After Daryl and Maggie find a few walker bodies, one with a harpoon through it, they follow them back to a recover center building where several Oceanside members, including Cyndie and Beatrice, are holding Arat. Cyndie reveals they have been the ones behind some of the Savior deaths, getting back at those that had murdered their husbands, sons, and brothers. She justifies their actions by recalling Maggie's decision to hang Gregory, and explains that Arat was responsible for Cyndie's brother's death. Cyndie remembers what Arat had said in response to her begging for her brother's life: "No exceptions." After hearing this, Maggie and Daryl turn away, while Cyndie executes Arat.

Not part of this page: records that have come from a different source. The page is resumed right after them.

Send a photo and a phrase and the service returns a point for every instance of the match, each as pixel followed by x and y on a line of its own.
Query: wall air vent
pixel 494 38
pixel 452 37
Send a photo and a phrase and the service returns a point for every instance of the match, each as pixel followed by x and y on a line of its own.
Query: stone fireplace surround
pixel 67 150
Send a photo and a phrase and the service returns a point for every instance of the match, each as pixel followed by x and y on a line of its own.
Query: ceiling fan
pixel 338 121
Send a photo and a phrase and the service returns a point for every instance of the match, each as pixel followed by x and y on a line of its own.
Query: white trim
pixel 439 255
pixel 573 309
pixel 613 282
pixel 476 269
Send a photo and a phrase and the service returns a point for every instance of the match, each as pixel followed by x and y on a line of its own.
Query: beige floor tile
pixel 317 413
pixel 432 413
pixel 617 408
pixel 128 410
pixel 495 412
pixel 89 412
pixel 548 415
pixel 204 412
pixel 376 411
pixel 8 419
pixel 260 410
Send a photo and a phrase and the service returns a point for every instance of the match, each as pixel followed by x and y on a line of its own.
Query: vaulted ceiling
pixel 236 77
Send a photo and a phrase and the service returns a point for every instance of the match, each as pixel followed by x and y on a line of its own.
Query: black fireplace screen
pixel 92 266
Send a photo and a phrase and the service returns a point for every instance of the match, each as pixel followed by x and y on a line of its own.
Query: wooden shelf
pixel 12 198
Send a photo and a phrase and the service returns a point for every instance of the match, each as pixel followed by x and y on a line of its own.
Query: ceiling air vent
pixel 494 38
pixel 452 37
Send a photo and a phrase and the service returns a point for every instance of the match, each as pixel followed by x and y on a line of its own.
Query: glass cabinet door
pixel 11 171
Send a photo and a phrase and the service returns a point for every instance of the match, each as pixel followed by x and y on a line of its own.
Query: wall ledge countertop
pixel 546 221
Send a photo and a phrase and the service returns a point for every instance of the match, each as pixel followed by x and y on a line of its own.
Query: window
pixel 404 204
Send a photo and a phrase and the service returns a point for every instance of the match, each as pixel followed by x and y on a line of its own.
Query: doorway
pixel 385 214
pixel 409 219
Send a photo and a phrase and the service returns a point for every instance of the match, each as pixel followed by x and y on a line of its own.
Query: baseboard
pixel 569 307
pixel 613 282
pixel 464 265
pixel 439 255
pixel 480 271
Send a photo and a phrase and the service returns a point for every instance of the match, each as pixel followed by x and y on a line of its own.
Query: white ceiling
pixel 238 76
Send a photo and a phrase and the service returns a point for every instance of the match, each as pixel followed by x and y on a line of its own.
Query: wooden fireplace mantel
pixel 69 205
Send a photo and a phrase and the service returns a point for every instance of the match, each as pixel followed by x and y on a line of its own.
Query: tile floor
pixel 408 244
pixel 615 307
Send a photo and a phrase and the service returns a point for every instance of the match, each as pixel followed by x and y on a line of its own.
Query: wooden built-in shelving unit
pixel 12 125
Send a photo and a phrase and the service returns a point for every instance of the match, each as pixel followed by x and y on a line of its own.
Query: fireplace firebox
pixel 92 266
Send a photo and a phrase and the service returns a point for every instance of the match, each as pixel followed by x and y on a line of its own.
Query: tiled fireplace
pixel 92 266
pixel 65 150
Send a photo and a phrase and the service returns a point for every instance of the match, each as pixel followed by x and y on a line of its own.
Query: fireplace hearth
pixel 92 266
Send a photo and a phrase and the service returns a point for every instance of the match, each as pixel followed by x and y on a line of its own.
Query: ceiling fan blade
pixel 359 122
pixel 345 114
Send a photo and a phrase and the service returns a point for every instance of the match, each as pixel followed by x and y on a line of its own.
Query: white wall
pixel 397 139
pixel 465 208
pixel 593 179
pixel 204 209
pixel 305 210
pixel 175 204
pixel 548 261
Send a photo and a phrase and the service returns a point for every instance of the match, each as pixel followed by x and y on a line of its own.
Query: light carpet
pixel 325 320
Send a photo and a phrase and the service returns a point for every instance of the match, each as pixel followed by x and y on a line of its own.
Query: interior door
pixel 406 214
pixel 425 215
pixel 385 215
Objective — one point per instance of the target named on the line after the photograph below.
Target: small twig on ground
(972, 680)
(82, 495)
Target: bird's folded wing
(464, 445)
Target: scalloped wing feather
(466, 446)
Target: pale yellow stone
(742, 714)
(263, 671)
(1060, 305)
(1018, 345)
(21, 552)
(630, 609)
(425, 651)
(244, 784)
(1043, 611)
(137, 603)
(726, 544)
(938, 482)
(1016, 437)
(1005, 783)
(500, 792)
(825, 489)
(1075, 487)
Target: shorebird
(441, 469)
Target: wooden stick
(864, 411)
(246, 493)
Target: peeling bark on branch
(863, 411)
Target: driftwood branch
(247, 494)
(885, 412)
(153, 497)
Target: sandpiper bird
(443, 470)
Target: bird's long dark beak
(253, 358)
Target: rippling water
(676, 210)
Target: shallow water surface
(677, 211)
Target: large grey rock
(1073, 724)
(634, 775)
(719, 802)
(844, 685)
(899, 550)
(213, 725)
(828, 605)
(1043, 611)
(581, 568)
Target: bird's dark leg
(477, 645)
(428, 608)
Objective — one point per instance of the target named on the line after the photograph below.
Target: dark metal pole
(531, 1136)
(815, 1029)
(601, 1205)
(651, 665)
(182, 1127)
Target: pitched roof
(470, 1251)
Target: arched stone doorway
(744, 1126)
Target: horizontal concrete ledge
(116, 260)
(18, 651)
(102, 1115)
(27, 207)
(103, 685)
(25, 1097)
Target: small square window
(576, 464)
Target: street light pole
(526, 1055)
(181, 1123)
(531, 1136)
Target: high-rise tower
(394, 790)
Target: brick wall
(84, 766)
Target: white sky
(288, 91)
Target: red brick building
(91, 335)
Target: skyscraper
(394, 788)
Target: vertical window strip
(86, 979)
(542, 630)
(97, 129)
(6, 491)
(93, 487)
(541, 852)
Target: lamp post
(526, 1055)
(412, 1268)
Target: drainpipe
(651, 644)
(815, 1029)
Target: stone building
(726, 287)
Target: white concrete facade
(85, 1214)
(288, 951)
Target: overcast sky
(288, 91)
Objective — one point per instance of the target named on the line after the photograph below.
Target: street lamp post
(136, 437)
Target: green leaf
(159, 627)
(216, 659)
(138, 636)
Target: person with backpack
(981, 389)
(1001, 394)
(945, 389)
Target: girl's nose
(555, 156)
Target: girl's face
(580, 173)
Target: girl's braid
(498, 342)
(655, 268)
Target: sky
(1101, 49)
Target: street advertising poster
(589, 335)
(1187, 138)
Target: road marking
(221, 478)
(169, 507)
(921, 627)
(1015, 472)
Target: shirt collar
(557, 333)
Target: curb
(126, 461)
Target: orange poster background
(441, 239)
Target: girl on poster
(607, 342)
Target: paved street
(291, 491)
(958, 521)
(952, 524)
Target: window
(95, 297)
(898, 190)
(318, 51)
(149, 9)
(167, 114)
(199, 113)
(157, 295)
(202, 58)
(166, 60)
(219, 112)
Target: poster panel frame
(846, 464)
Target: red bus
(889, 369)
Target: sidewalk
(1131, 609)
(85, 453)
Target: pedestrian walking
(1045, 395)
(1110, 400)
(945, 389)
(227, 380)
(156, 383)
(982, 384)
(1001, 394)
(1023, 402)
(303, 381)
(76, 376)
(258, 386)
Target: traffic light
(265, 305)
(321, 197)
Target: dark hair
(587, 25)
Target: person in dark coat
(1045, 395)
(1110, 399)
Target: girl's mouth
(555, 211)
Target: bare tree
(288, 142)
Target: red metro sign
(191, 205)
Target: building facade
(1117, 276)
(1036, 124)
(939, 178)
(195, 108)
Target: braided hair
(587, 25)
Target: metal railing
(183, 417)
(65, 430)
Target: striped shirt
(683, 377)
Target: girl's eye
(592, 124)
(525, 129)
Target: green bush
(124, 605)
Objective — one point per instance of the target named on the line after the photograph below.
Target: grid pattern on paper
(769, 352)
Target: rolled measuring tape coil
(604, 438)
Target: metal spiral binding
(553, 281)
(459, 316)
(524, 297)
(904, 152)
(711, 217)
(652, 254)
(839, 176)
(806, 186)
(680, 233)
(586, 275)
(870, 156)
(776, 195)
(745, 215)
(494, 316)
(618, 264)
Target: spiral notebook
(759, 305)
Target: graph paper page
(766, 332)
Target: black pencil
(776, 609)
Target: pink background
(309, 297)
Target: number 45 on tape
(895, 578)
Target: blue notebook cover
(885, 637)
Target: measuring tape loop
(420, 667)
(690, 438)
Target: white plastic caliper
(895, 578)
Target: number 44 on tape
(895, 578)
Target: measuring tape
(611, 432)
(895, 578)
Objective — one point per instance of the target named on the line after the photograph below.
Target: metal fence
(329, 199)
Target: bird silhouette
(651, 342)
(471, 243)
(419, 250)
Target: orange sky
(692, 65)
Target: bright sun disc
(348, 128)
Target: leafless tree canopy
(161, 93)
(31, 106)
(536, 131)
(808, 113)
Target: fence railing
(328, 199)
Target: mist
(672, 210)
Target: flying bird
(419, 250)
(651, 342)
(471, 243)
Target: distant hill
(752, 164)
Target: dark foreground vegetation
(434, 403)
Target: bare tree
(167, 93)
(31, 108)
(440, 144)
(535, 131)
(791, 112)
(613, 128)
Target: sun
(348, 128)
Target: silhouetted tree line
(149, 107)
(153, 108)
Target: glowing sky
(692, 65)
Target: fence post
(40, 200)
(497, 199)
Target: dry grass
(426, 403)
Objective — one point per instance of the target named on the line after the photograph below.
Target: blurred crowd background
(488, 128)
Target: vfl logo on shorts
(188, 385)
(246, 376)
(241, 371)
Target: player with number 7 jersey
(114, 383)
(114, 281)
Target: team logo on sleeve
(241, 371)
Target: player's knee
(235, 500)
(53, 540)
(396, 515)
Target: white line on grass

The next day, the bulk of the Saviors leave the construction camp to return to the Sanctuary. Maggie and Daryl walk along a different path; Maggie tells Daryl they tried Rick's way, and it failed to work, so now they need to take another direction, and it is time to meet Negan.

==Development and production==
The cabin which Maggie and Cyndie clear out of walkers was arranged to be a homage to George A. Romero's Night of the Living Dead. The setting around the cabin includes a burnt-out gas pump and a pickup truck, the latter with the charred remains of a passenger, an Easter egg to events from the film.

Anne's "A" and "B" were elements that the production team had laid in before in earlier episodes in Season 8, where Rick, having been taken prisoner by Anne (Jadis at the time), kept him locked up in a storage container labeled "A".

This episode marks the departure of the recurring characters Arat (Elizabeth Ludlow) and Justin (Zach McGowan), due to their characters being killed by Beatrice (Briana Venskus). Elizabeth Ludlow first appeared in the seventh season episode "The Cell".

==Reception==
===Critical reception===
"Warning Signs" received critical acclaim from critics. On Rotten Tomatoes, the episode has an approval rating of 100% with an average score of 8.43 out of 10 based on 17 reviews. The critical consensus reads: '"Warning Signs" balances skillfully built suspense with rare moments of respite to create one of the best installments of The Walking Dead in years.'

===Ratings===
"Warning Signs" received a total viewership of 5.04 million with a 1.9 rating in adults aged 18–49. It was the highest-rated cable program of the night, and the episode marked a slight increase in viewership from the previous week, which had 4.95 million viewers.